Las circunstancias que llevaron a la descontinuación del Tsuru en 2017 añadieron un capítulo complejo a su historia. Pruebas de seguridad independientes, realizadas por organizaciones como Latin NCAP, habían puesto de manifiesto, a lo largo de los años, el deficiente desempeño del vehículo en colisiones frontales. Los resultados fueron tan impactantes que atrajeron una considerable atención mediática en México e internacionalmente, generando un debate público sobre si la asequibilidad del automóvil conllevaba un costo oculto para la seguridad del conductor y los pasajeros.

La decisión de Nissan de poner fin a la producción del Tsuru en 2017 se debió a múltiples factores: las nuevas normativas de seguridad en México, la antigüedad de la plataforma y la presión sobre su reputación derivada de la cobertura de las pruebas de choque. La compañía optó por no invertir en modernizar la arquitectura de seguridad del Tsuru, poniendo fin a una producción que había superado con creces el rendimiento de la mayoría de las plataformas automotrices.

Después de la producción: El mito persiste

Lo que sucedió después de 2017 es, a su manera, la parte más interesante de la historia del Tsuru. El auto no desapareció. Los Tsuru usados ​​siguieron circulando en gran número por las carreteras mexicanas, mantenidos por una red de mecánicos independientes que habían dedicado años a conocer las particularidades del vehículo. En un país donde una parte importante de la población depende de vehículos usados ​​asequibles, un Tsuru con 200,000 kilómetros en el motor, pero en buen estado mecánico, seguía siendo una opción práctica y valiosa.

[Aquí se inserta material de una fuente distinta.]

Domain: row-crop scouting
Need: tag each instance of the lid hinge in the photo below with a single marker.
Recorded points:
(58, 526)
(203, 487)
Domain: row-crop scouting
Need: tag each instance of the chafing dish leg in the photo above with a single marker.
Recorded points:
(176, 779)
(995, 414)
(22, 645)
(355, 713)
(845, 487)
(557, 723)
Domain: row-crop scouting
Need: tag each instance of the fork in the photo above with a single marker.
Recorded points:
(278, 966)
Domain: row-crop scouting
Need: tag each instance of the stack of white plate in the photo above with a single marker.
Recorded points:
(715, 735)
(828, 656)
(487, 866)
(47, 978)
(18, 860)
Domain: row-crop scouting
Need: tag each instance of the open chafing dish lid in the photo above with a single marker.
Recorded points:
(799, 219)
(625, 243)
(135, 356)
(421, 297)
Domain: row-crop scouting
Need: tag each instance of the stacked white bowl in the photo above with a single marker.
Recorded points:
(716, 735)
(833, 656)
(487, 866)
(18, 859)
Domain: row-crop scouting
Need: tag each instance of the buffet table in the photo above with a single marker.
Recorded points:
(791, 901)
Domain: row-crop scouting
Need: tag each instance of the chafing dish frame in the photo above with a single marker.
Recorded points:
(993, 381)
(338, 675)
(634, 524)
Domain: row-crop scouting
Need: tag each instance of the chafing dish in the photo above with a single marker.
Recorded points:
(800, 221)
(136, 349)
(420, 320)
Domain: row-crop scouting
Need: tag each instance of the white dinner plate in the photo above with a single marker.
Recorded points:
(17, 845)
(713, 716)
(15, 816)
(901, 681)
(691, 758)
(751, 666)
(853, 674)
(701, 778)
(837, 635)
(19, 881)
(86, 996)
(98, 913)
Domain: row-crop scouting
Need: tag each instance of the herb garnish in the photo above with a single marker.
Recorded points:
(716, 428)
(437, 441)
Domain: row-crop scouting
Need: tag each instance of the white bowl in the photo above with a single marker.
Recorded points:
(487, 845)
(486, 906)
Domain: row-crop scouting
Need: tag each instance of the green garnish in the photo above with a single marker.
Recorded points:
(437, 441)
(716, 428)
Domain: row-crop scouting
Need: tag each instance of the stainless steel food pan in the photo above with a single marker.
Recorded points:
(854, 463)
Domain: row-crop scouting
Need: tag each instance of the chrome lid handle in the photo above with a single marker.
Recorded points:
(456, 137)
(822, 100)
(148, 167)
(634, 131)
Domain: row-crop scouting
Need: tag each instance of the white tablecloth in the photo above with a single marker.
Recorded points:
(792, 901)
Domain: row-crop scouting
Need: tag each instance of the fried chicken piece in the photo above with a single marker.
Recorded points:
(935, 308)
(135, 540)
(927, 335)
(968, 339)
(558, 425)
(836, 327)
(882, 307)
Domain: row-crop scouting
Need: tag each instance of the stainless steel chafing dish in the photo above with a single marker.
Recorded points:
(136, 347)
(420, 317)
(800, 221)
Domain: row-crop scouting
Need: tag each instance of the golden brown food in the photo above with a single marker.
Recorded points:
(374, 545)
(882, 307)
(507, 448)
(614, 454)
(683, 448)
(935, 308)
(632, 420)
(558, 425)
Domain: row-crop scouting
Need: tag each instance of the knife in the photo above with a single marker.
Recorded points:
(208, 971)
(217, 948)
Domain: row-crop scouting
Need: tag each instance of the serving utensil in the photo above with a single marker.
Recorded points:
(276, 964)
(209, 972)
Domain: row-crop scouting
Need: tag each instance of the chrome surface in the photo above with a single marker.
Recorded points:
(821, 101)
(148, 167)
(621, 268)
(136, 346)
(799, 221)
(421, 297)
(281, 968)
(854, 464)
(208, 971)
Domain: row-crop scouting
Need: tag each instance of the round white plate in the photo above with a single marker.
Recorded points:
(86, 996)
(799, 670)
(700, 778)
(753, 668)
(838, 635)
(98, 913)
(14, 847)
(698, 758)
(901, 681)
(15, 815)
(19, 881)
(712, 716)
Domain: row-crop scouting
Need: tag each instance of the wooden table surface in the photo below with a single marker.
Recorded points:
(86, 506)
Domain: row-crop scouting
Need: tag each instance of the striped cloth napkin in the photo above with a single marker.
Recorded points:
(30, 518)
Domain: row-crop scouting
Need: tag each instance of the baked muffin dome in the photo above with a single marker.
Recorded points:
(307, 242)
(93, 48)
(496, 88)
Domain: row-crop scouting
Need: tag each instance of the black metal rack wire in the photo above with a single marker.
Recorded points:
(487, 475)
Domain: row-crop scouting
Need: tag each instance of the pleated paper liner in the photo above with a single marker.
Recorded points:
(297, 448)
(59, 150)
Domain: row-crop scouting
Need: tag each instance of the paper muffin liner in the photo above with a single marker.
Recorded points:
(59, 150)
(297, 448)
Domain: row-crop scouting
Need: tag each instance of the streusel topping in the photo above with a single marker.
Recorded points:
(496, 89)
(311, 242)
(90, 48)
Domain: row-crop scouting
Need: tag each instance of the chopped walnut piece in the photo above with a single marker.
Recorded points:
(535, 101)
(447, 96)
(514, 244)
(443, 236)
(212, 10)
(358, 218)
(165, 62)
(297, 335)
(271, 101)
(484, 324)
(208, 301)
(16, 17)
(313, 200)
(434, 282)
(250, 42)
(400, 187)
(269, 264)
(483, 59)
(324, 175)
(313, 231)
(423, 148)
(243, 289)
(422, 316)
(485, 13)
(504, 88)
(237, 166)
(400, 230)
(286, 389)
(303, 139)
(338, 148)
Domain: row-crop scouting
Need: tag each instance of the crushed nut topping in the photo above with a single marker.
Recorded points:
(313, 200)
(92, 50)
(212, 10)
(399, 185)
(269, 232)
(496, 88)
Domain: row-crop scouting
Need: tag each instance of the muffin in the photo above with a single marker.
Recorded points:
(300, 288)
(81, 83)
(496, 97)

La nostalgia que se manifestó en el frenesí de Hot Wheels a finales de 2025 no es un sentimiento artificial. Es el peso acumulado de una generación de mexicanos para quienes el Tsuru no era una opción entre muchas, sino simplemente el auto que conducía su familia, o el que usaban los taxis de su ciudad, o en el que recibieron su primera clase de manejo. La próxima vez que viajes por México, ya sea por una capital o una ciudad regional a horas de la carretera más cercana, intenta contar los Tsurus que veas. La cantidad, incluso ahora, casi una década después de que terminara su producción, probablemente te sorprenderá.

Preguntas frecuentes

P: ¿Por qué Nissan dejó de fabricar el Tsuru en 2017?

A: La producción finalizó en 2017 debido a una combinación de factores, entre ellos la actualización de las normas de seguridad en México, la antigüedad de la plataforma del vehículo y las críticas constantes tras las pruebas de seguridad independientes que revelaron que el Tsuru tenía un rendimiento deficiente en escenarios de colisión frontal.

P: ¿Cuántos Nissan Tsurus se vendieron en México?

A: El Tsuru fue uno de los vehículos más vendidos en México durante sus 33 años de producción, desde 1984 hasta 2017, con millones de unidades vendidas. Se mantuvo consistentemente entre los autos más vendidos en el mercado mexicano durante ese período.

P: ¿Se vendió alguna vez el Nissan Tsuru fuera de México?

A: El automóvil se vendió en otros mercados latinoamericanos, pero no en Estados Unidos ni en Canadá bajo el nombre Tsuru. Nissan comercializó el vehículo equivalente en Norteamérica como Sentra, razón por la cual el Tsuru desarrolló una identidad particularmente marcada como producto específico de México.

P: ¿Qué coches sustituyeron al Tsuru como el taxi más popular de México?

A: Tras la desaparición del Tsuru, los taxis en las ciudades mexicanas han optado cada vez más por modelos como el Nissan Versa y diversos modelos de Chevrolet y Volkswagen. Algunas ciudades también han experimentado un crecimiento en las plataformas de transporte compartido, aunque los taxis tradicionales siguen predominando en la mayoría de los mercados regionales.

P: ¿Por qué se compara el Tsuru con el Volkswagen Beetle en México?

A: Ambos vehículos alcanzaron un estatus cultural inusual en México que va más allá del éxito comercial; se asociaron con la vida laboral cotidiana, la cultura del taxi y el transporte accesible para los mexicanos comunes a lo largo de generaciones, lo que les otorgó una resonancia mitológica que la mayoría de los vehículos nunca logran.